Do I need to use an XML parser for this task instead of ActiveResource?
My guess is that ActiveResource is only useful if you are consuming data from another Rails app and the XML data is easily translatable to a Rails model. For example, if the web service is more wide-ranging XML like a HTML document or an RSS feed, you want to use a parser like hpricot or nokogiri. Is this correct?
How do you know when to use an XML parser and when to use ActiveResource?
Update: ActiveResource is also not an XML parser. It is a REST consumer allowing you to interact with a remote resource similar to how you would an ActiveRecord model. It does use an XML parser under the hood (I'm assuming through ActiveSupport's XmlMini I show below).
ActiveResource has some strict requirements about the structure of the XML content and works best when interacting with the REST API of another Rails application. It is not intended to do generic screen scraping of an HTML page. For that use Nokogiri directly.
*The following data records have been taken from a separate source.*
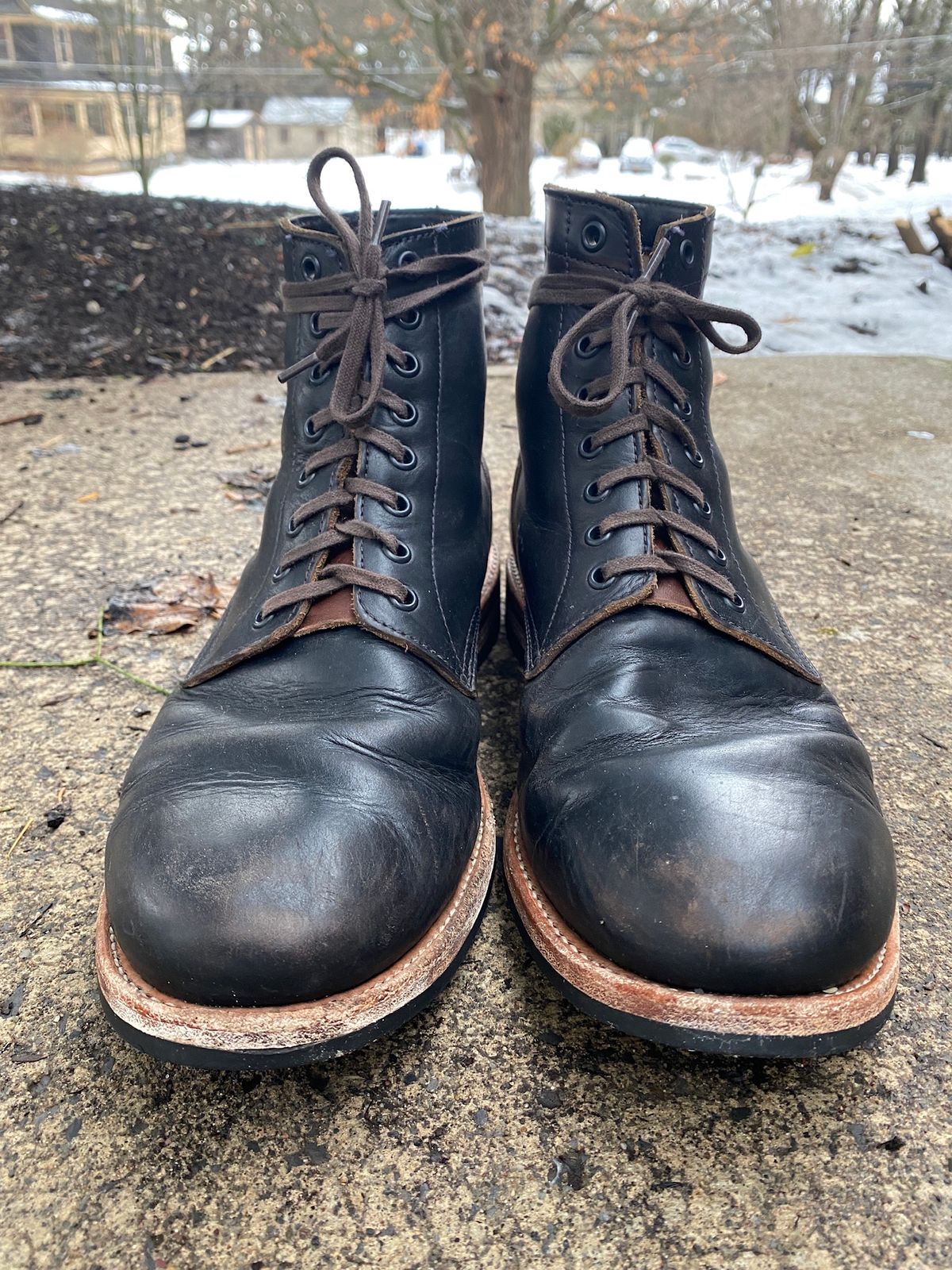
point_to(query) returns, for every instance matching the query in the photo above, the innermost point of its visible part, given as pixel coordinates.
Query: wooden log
(942, 228)
(911, 237)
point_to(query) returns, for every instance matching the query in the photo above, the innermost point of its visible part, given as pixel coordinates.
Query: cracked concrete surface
(501, 1128)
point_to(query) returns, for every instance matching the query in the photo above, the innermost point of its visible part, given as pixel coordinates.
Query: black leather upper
(692, 800)
(701, 814)
(294, 826)
(304, 810)
(550, 510)
(448, 529)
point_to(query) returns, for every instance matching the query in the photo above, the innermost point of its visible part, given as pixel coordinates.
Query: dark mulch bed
(107, 285)
(95, 285)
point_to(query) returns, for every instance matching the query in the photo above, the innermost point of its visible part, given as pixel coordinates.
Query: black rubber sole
(727, 1045)
(302, 1056)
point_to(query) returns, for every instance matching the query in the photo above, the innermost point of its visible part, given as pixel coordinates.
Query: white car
(585, 156)
(683, 149)
(638, 156)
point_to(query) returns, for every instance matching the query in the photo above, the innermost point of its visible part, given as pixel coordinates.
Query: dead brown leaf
(164, 605)
(251, 486)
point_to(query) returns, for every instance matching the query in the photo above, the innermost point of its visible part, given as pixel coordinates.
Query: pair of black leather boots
(305, 846)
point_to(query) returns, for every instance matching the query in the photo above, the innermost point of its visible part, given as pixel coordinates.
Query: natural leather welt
(295, 826)
(700, 814)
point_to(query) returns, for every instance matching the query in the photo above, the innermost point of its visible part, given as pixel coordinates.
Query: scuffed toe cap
(714, 869)
(279, 855)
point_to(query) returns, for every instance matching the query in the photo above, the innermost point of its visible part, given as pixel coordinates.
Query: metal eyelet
(593, 535)
(410, 368)
(593, 237)
(592, 493)
(409, 419)
(409, 603)
(408, 463)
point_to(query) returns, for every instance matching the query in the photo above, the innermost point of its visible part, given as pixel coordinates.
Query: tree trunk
(892, 162)
(924, 133)
(501, 126)
(825, 169)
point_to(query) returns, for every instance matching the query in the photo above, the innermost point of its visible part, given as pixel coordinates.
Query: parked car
(683, 149)
(585, 156)
(638, 156)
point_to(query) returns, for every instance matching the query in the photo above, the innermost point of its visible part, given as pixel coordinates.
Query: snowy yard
(819, 277)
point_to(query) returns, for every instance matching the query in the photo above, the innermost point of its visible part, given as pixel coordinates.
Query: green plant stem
(97, 660)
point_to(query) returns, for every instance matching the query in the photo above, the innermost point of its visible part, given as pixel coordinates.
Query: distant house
(294, 127)
(225, 135)
(63, 99)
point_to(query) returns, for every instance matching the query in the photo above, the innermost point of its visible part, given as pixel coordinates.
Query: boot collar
(601, 232)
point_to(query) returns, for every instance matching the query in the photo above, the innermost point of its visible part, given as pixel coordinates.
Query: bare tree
(133, 61)
(476, 60)
(848, 75)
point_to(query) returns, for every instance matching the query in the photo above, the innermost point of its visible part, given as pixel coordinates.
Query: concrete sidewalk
(501, 1128)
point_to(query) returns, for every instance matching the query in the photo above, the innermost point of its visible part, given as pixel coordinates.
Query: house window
(57, 114)
(136, 121)
(63, 46)
(95, 120)
(17, 118)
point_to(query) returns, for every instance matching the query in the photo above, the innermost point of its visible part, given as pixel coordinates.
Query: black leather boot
(304, 844)
(695, 850)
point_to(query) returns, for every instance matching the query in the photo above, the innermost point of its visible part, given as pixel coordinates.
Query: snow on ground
(819, 277)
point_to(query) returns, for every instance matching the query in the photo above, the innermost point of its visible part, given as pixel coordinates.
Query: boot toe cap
(266, 856)
(734, 869)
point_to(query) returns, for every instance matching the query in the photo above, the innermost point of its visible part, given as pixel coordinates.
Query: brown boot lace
(620, 314)
(349, 311)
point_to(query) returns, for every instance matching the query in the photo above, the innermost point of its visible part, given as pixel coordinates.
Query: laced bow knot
(619, 313)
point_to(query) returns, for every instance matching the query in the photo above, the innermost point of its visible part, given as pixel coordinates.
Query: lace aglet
(651, 267)
(380, 221)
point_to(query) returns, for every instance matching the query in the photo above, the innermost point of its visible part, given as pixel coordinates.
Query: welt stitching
(621, 977)
(362, 991)
(436, 479)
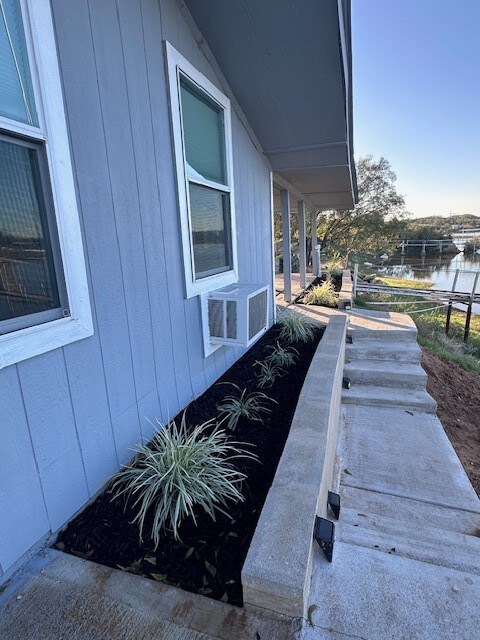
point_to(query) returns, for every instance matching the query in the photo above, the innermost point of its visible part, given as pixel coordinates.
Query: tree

ActiveSupport isn't an XML parser, it is a miscellaneous collection of useful Ruby methods and classes. However, it does offer a wrapper around many different XML parsers giving you a consistent interface.
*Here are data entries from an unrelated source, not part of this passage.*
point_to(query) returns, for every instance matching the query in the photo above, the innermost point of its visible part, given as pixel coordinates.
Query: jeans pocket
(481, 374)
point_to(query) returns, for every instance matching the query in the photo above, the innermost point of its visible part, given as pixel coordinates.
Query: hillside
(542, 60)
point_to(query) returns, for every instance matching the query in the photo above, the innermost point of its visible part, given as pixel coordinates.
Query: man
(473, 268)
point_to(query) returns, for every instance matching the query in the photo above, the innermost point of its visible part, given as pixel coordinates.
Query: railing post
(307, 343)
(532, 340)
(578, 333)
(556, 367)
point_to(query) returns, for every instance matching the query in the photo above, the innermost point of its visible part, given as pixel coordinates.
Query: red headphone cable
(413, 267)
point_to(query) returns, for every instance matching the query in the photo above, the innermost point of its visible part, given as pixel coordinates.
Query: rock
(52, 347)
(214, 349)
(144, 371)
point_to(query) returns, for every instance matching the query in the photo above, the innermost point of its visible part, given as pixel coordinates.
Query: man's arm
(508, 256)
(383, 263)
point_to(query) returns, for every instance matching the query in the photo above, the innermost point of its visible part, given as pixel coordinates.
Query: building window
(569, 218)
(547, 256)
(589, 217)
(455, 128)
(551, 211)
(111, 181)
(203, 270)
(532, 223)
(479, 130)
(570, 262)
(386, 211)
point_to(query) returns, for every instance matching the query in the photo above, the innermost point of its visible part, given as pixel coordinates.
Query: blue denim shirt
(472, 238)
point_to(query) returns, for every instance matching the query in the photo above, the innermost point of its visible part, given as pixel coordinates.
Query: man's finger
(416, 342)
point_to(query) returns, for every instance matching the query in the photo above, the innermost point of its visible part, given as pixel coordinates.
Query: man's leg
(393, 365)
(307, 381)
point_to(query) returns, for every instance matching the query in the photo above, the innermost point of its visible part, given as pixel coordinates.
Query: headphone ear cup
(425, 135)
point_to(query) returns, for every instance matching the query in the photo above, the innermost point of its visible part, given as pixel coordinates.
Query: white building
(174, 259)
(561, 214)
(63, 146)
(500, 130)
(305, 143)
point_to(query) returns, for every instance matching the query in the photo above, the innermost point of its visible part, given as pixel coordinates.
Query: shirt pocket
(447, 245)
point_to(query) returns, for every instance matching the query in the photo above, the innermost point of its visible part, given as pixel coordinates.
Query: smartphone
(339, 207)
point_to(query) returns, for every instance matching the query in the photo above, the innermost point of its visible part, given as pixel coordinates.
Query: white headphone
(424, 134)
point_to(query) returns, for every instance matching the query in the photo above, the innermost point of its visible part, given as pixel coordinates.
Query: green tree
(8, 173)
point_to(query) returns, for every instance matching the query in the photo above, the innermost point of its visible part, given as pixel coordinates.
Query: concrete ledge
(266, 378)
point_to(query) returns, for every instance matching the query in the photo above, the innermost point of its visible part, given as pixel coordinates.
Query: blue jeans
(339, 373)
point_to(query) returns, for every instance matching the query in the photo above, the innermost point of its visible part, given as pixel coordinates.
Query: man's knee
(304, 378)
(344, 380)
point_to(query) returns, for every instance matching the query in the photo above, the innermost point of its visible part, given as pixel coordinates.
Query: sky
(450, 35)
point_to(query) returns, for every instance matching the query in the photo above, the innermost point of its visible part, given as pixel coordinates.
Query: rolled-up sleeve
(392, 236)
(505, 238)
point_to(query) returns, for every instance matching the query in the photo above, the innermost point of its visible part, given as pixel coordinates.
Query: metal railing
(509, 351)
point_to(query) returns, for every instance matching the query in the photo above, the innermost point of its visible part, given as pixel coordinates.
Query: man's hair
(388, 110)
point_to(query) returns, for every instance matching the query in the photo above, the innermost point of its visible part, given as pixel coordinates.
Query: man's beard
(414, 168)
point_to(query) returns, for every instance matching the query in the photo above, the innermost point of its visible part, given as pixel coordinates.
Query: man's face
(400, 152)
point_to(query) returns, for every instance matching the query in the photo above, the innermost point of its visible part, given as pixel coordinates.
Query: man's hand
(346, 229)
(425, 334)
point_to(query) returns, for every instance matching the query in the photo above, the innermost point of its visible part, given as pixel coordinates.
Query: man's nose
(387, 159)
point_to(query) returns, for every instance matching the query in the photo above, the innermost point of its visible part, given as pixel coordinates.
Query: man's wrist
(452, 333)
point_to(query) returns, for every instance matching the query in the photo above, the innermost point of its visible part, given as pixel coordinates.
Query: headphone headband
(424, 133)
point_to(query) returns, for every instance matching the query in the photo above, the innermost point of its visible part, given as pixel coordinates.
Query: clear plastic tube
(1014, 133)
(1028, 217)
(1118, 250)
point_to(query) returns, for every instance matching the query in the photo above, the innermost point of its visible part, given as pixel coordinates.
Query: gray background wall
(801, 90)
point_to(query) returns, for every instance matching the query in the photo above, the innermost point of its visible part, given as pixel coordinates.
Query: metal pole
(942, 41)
You can see which XML parser is being used and switch to a different XML parser. Try this in script/console
.
ActiveSupport::XmlMini.backend # => ActiveSupport::XmlMini_REXML
ActiveSupport::XmlMini.backend = 'Nokogiri'
ActiveSupport::XmlMini.backend # => ActiveSupport::XmlMini_Nokogiri
# it will now use Nokogiri
However, that will still use the XML parser in Nokogiri which assumes strict, valid markup. Most HTML pages do not fit this strict requirement and therefore it is better to use Nokogiri's HTML parser directly instead of going through ActiveSupport.
doc = Nokogiri::HTML(...)
I wrote XmlMini because I wanted to answer that same question. XmlMini doesn't really do much, and that lets it stay focused. But if you have any problem that YAML or JSON isn't qualified to handle, XmlMini isn't going to do the job either.
For example, if you've got any need to validate the structure of the XML you're dealing with, XmlMini isn't the tool. Validating by hand is awful.
Similarly, if you're dealing with data that reuses standard element and attribute semantics from somewhere else, like including snippets of UBL, OpenDoc or Atom, you really should get some better tools for namespaces.
ryanb mentions Nokogiri, and I can't think of anything more wonderful for these things. It's got all the power of libxml, with more elegance than almost any library in Ruby. I don't just mean for XML parsing, it's up there with _why's best projects.
But there are some things that even Nokogiri isn't designed for. If you really, absolutely, positively need to kill every angle bracket in the room at break neck speed, you've got to bust out SAX. But if you need speed that badly, don't do it in Ruby. Do it in expat or libxml with pure C. Or don't do it at all.